Welcome to Monday. Can I get on a soapbox for a short rant? Thanks.

Growing up, I was taught that we live in the Southern Tier of New York. It stretches along the New York/Pennsylvania border west to east (as I see it on a map) from Chautauqua County to Delaware County. You could also include a few counties not on the border, including Schuyler, Tompkins, Cortland, Chenango and Otsego.

So why is it when outsiders refer to our area, they don't call it the Southern Tier of New York? They instead refer to our area as Upstate New York? Can I tell you something? I hate that title. To me, it says New York is comprised of New York City and that Island to the right of it. Anything else is Upstate.
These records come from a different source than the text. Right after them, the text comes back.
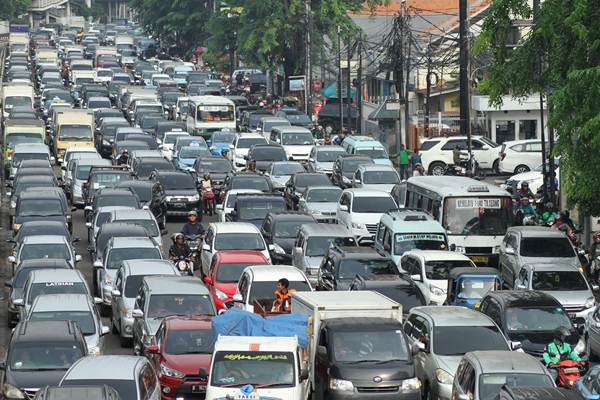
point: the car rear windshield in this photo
(458, 340)
(546, 247)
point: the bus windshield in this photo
(486, 216)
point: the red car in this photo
(225, 271)
(184, 345)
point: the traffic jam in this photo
(172, 233)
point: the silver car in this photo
(133, 377)
(126, 288)
(533, 245)
(481, 374)
(313, 242)
(444, 335)
(75, 307)
(162, 296)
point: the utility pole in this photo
(465, 119)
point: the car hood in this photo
(34, 379)
(189, 364)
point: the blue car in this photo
(589, 384)
(220, 141)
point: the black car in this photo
(341, 265)
(281, 229)
(298, 183)
(181, 191)
(266, 154)
(39, 354)
(401, 290)
(344, 168)
(152, 196)
(528, 318)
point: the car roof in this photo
(160, 284)
(498, 362)
(104, 367)
(454, 316)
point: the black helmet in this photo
(561, 333)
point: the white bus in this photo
(475, 214)
(207, 114)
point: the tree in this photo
(567, 35)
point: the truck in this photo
(73, 128)
(256, 367)
(357, 346)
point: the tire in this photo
(437, 168)
(521, 169)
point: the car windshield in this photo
(239, 241)
(490, 384)
(163, 305)
(381, 345)
(458, 340)
(265, 290)
(125, 387)
(49, 356)
(55, 288)
(178, 182)
(419, 241)
(269, 154)
(125, 200)
(477, 215)
(245, 143)
(329, 155)
(324, 195)
(374, 153)
(248, 210)
(349, 268)
(440, 269)
(39, 208)
(317, 246)
(536, 319)
(558, 281)
(546, 247)
(380, 178)
(241, 368)
(85, 319)
(297, 139)
(255, 182)
(373, 204)
(115, 256)
(189, 341)
(45, 250)
(67, 132)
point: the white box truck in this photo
(357, 347)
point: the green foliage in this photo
(568, 36)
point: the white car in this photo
(520, 156)
(241, 145)
(258, 281)
(231, 236)
(436, 153)
(360, 210)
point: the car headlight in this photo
(589, 302)
(443, 376)
(12, 392)
(411, 384)
(278, 249)
(220, 295)
(340, 384)
(173, 373)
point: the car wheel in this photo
(437, 168)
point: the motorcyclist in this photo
(193, 227)
(559, 350)
(179, 249)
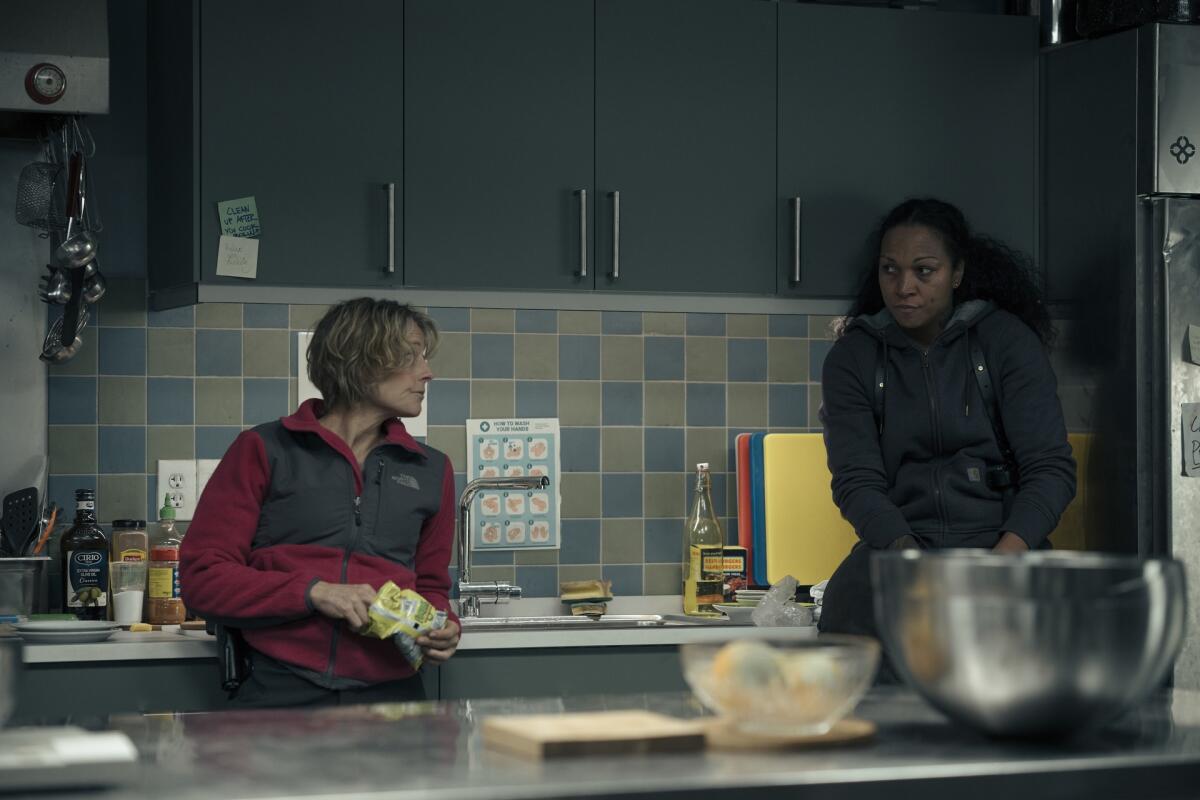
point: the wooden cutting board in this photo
(591, 733)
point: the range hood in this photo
(54, 56)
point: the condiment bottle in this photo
(84, 551)
(163, 602)
(703, 564)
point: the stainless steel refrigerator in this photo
(1121, 252)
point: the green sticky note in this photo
(239, 217)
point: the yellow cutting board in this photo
(807, 536)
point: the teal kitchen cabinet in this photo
(876, 106)
(297, 103)
(570, 144)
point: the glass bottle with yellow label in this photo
(703, 560)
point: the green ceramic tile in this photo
(453, 356)
(121, 401)
(579, 403)
(665, 404)
(621, 541)
(265, 354)
(72, 449)
(125, 304)
(219, 314)
(168, 441)
(621, 450)
(579, 322)
(705, 358)
(664, 578)
(120, 497)
(171, 352)
(664, 494)
(219, 401)
(787, 361)
(748, 405)
(492, 320)
(622, 358)
(492, 398)
(748, 325)
(535, 356)
(707, 445)
(663, 324)
(581, 495)
(450, 439)
(304, 318)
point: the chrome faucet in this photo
(472, 594)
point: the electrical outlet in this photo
(178, 487)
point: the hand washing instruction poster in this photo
(508, 519)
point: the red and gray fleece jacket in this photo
(289, 506)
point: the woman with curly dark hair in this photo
(941, 414)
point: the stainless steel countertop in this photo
(435, 751)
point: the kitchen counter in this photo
(435, 751)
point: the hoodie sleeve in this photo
(852, 447)
(1036, 431)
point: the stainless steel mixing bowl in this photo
(1037, 644)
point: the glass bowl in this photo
(781, 685)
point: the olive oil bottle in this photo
(703, 559)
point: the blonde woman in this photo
(307, 516)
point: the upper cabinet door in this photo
(300, 108)
(685, 145)
(877, 106)
(499, 139)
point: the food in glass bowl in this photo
(779, 684)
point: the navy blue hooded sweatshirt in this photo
(927, 473)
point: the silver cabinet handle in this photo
(391, 227)
(796, 239)
(616, 235)
(583, 233)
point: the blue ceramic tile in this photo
(706, 404)
(264, 314)
(627, 579)
(621, 403)
(664, 541)
(537, 398)
(622, 494)
(581, 450)
(664, 450)
(451, 319)
(171, 401)
(705, 324)
(123, 352)
(217, 353)
(747, 359)
(789, 325)
(537, 322)
(449, 402)
(538, 581)
(581, 542)
(664, 358)
(817, 350)
(621, 322)
(211, 440)
(491, 355)
(789, 405)
(71, 401)
(123, 449)
(184, 317)
(263, 400)
(579, 358)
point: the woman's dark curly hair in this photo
(994, 271)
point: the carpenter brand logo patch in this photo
(406, 480)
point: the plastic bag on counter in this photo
(778, 607)
(403, 615)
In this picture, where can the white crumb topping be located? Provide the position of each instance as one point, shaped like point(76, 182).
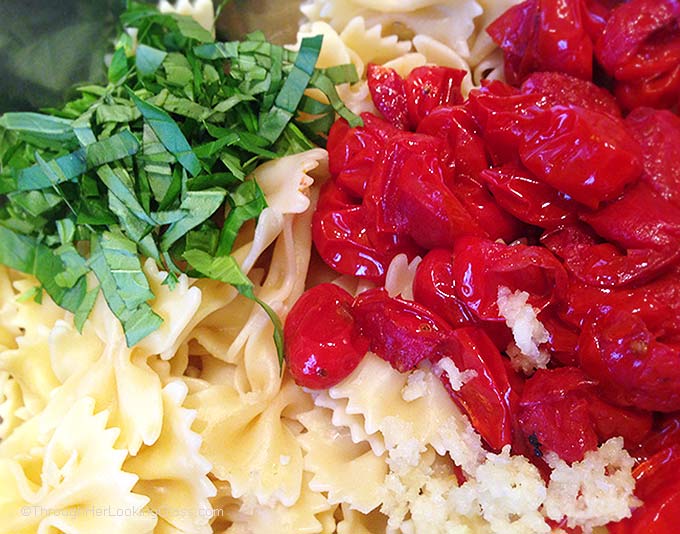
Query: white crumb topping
point(400, 275)
point(528, 332)
point(457, 378)
point(416, 386)
point(594, 491)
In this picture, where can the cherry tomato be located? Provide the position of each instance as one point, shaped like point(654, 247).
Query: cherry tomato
point(519, 192)
point(659, 489)
point(559, 89)
point(344, 234)
point(434, 287)
point(400, 332)
point(587, 155)
point(658, 133)
point(456, 125)
point(429, 87)
point(544, 35)
point(353, 153)
point(633, 367)
point(554, 413)
point(322, 343)
point(481, 266)
point(640, 47)
point(411, 197)
point(603, 264)
point(487, 398)
point(503, 115)
point(389, 95)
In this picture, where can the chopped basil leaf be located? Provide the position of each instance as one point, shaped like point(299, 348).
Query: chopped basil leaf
point(155, 164)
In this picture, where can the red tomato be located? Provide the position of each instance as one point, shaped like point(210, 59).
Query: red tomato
point(640, 47)
point(554, 413)
point(481, 266)
point(544, 35)
point(658, 133)
point(456, 125)
point(434, 287)
point(488, 398)
point(519, 192)
point(563, 411)
point(322, 343)
point(389, 95)
point(604, 264)
point(353, 153)
point(345, 237)
point(429, 87)
point(503, 115)
point(633, 367)
point(585, 154)
point(400, 332)
point(559, 89)
point(659, 489)
point(641, 39)
point(411, 196)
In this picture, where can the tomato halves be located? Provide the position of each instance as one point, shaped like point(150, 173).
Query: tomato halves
point(322, 343)
point(659, 489)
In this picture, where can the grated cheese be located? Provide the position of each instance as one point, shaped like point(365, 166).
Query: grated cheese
point(456, 377)
point(594, 491)
point(529, 333)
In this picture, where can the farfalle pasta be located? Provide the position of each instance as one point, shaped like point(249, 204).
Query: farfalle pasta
point(64, 478)
point(197, 428)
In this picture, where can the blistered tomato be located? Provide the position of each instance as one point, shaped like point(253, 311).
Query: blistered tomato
point(322, 343)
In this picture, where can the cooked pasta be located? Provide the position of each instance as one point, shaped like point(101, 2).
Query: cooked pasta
point(195, 429)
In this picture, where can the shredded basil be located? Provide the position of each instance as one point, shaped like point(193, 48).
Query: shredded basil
point(155, 164)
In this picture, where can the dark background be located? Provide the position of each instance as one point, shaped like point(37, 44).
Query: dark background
point(49, 46)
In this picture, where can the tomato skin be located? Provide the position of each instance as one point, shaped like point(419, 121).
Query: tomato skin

Who came up with that name? When you hear it mentioned in connection to anything that happened beyond the NYC border, the reference is Upstate. Well as we know my friends, Upstate covers a hell of a lot of territory, but people not from here don't seem to know that.

For example, there have been several times when I've traveled to other parts of the country by car, and was asked things like "How's the Brooklyn Bridge', New York City and Buffalo are about 2 or 3 hours drive apart, right?', "How do you deal with all that big city driving?" So many comments that if I live in New York State, I must live next to, or in New York City.

My point is, if the Southern Tier, along with Western New York, Central New York, North Country, Finger Lakes, Mohawk Valley, Hudson Valley and the Capitol District continue to be lumped in with the massive Upstate New York name, how will people understand there is so much more to our State and exactly where we are? How do we change this? ANy thoughts?

Rant over. Thank you. Have a nice day Southern Tier, or wherever you're from.